The Cope baronetcy of Hanwell, Oxfordshire was created in the Baronetage of England on 29 June 1611 for Anthony Cope of Hanwell Castle. He was a descendant of Sir William Cope, to whom the manor of Hanwell was granted in 1498, and of Sir Anthony Cope. He was Member of Parliament for Banbury and for Oxfordshire.

The 2nd, 4th and 5th Baronets also represented both Banbury and Oxfordshire. In 1699 the 6th Baronet purchased Bramshill House, Hampshire from Sir Andrew Henley, 3rd Baronet; it became the family seat. He was member for Plymouth and Tavistock.
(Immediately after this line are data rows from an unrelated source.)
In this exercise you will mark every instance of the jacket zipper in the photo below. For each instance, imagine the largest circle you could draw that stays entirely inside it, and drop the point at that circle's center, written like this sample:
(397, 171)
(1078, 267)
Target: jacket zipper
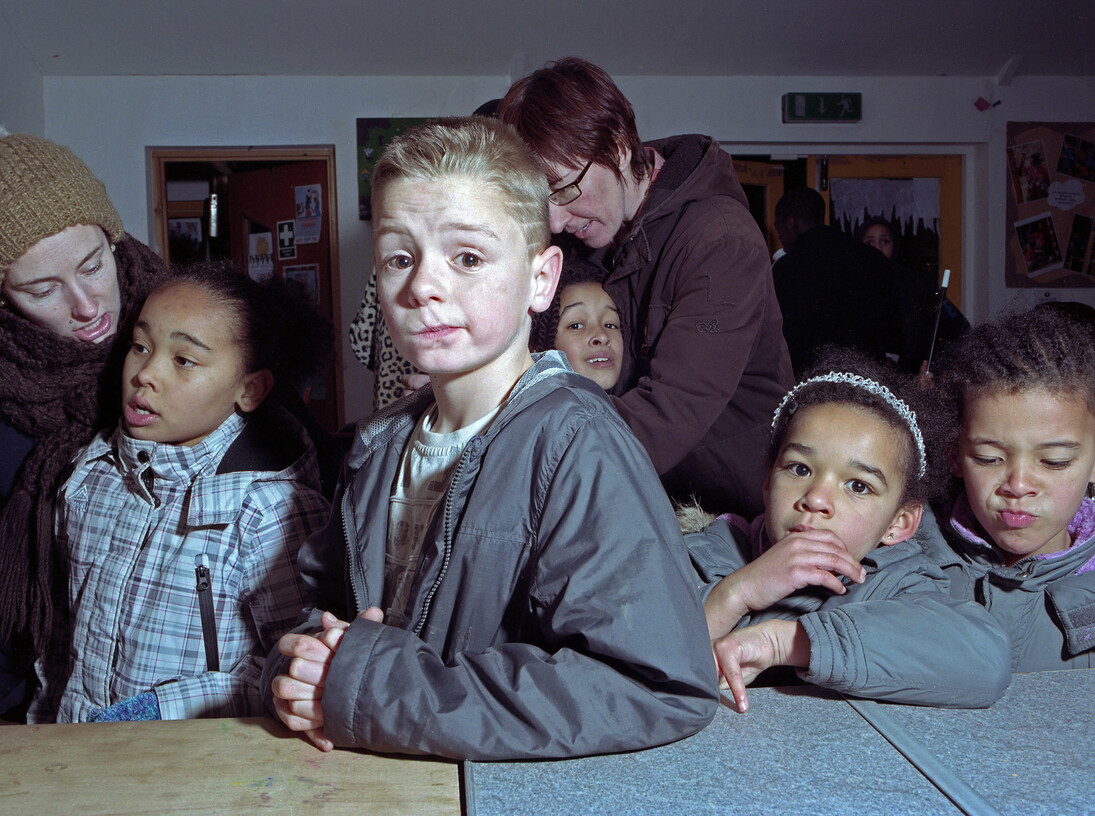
(357, 586)
(421, 623)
The 7th Baronet represented Banbury and Newport, IOW.

The baronetcy was extinct on the death in 1972 of the 16th Baronet.

==Cope baronets, of Hanwell (1611)==
- Sir Anthony Cope, 1st Baronet (1550–1615)
- Sir William Cope, 2nd Baronet (1577–1637)
- Sir John Cope, 3rd Baronet (1608–1638)
- Sir Anthony Cope, 4th Baronet (1632–1675)
- Sir John Cope, 5th Baronet (1634–1721)
- Sir John Cope, 6th Baronet (1673–1749)
- Sir Monoux Cope, 7th Baronet (1696–1763)
- Sir John Mordaunt Cope, 8th Baronet (1731–1779)
- Sir Richard Cope, 9th Baronet (1719–1806)
- Sir Denzil Cope, 10th Baronet (1766–1812)
- Sir John Cope, 11th Baronet (1768–1851)
- Sir William Henry Cope, 12th Baronet (1811–1892)
- Sir Anthony Cope, 13th Baronet (1842–1932)
- Sir Denzil Cope, 14th Baronet (1873–1940)
- Sir Anthony Mohun Leckonby Cope, 15th Baronet (1927–1966)
- Sir Mordaunt Leckonby Cope, MC, 16th Baronet (1878–1972), who left no heir.